He looked up from the homemade card James, Al, and Lily had included in his package from Harry and Ginny. 'Yeah?'

'I think you need to look at this...' Victoire held out the book, open to its flyleaf. Remus J. Lupin, 11 July 1977.

'This was Dad's...?'

'Obviously.'

Teddy flipped the book over. -'Magical Memory: Methodology for Memory Retrieval and Storage.' He glanced up at Victoire with a raised brow. 'That's a little advanced for the average fifteen year-old, isn't it?'

'I wonder why she sent it... It's not like you've decided on a career yet.'

Teddy rooted through the paper on the table. 'There's a card...' he muttered, ripping the envelope open. '"Dear Teddy",' he read aloud. '"This was among your father's things when he died. He'd been reading it in the days after you were born. He seemed to refer to it often while he was writing in his journals. I thought perhaps it might help to have it when you reach those portions. Love, Gran..."' Teddy's frown grew deeper as he flipped it open to a random page. 'Pensieves... What's a Pensieve?'

'I don't know,' Victoire said, peering over his shoulder. She scanned the page, her eyes moving rapidly across the text. '"Pensieves are enchanted devices that are primarily used to examine and study specific extracted memories. They appear to be filled with a silvery substance, resembling the extracted memory itself. The contents of the Pensieve are neutral, and do not retain the essence of any memories at all." Hmmmm. Interesting...' she mused. 'How do you extract a memory...?'

Teddy bit his lip and quickly closed the book. 'What's your earliest memory?' he asked in a rush.

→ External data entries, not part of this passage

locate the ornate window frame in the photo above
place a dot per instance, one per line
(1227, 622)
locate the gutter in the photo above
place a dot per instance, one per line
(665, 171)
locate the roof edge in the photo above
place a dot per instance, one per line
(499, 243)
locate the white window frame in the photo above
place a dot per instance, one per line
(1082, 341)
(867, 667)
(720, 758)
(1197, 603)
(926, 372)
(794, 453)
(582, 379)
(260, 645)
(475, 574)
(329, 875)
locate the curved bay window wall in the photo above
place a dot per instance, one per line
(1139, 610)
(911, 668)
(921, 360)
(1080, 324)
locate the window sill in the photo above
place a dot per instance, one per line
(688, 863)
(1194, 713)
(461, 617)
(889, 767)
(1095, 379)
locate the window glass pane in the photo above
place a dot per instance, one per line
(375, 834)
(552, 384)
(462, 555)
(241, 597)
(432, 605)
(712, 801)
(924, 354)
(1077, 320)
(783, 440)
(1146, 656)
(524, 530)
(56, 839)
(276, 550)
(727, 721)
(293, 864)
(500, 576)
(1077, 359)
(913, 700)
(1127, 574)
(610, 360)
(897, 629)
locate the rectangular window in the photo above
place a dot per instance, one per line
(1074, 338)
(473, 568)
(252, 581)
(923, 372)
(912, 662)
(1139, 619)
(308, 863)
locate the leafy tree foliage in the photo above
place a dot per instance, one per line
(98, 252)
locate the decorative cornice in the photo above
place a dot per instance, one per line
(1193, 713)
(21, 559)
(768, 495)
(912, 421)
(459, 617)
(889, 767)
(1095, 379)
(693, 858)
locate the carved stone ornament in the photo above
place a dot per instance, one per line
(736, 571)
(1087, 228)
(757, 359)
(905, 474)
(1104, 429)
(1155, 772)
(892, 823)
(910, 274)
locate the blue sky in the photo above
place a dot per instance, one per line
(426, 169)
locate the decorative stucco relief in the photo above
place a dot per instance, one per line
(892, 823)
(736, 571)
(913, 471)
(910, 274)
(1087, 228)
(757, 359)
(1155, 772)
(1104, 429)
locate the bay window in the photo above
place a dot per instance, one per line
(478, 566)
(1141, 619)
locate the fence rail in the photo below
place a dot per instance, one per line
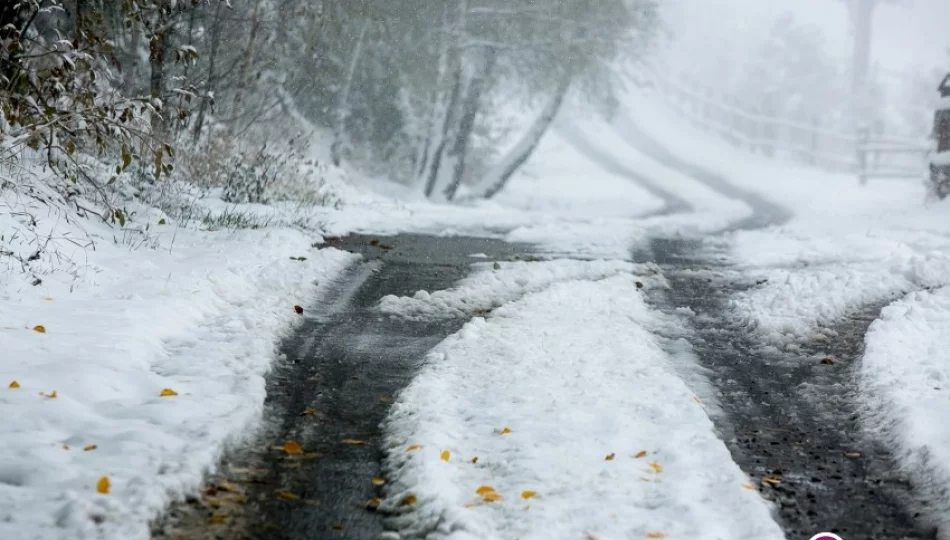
(809, 141)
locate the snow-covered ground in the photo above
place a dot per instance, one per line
(905, 379)
(124, 381)
(558, 415)
(563, 353)
(196, 315)
(847, 247)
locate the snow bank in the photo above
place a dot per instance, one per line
(567, 409)
(905, 378)
(200, 319)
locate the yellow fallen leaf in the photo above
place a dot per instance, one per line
(286, 495)
(229, 487)
(772, 480)
(292, 448)
(354, 442)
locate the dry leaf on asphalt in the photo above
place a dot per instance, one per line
(355, 442)
(292, 448)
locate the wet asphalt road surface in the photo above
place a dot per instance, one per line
(330, 393)
(790, 421)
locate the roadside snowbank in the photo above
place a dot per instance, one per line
(905, 378)
(603, 437)
(200, 318)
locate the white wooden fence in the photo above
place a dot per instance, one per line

'I... I'm not sure,' Victoire said uncertainly. 'I guess it was... I think I was three... And Mum and Dad were in the front garden, working in the flowerbeds... And I looked up and they were both gone... I remember screeching in absolute terror, starting to cry...' Her expression cleared and she grinned in a somewhat abashed way. 'I remember the dress I was wearing. It was blue. With flowers just here...' She indicated the collar of her shirt. 'Yellow flowers...' She stared into the fire, the light creating sparks of deep red in her hair. 'Dad came tearing around the side of the house... They were both on the side...' She inhaled slowly and glanced at Teddy. 'That's it...' Victoire busied herself with straightening the parcels on the table. 'Why?'

'Do you think it's possible to remember something earlier...?'

*****

'Are you spell-damaged? Or perhaps you've merely lost your mind?' Mad-Eye asked casually.

'Perhaps I have,' Remus said mildly. 'But someone needs to have a word with Harry's relations. Just so they know he's not entirely alone and that we're looking out for him.'

'What does Dumbledore say?' the former Auror growled.

'It's fine. We can't afford for Harry to be as cut off from our world as he was last summer,' Remus sighed.

'All right, so the two of us will meet the train...'

'Three. I've asked Dora to accompany us. Well, if she's released from the hospital tomorrow before the train arrives.'

'Nymphadora?' Mad-Eye blurted incredulously.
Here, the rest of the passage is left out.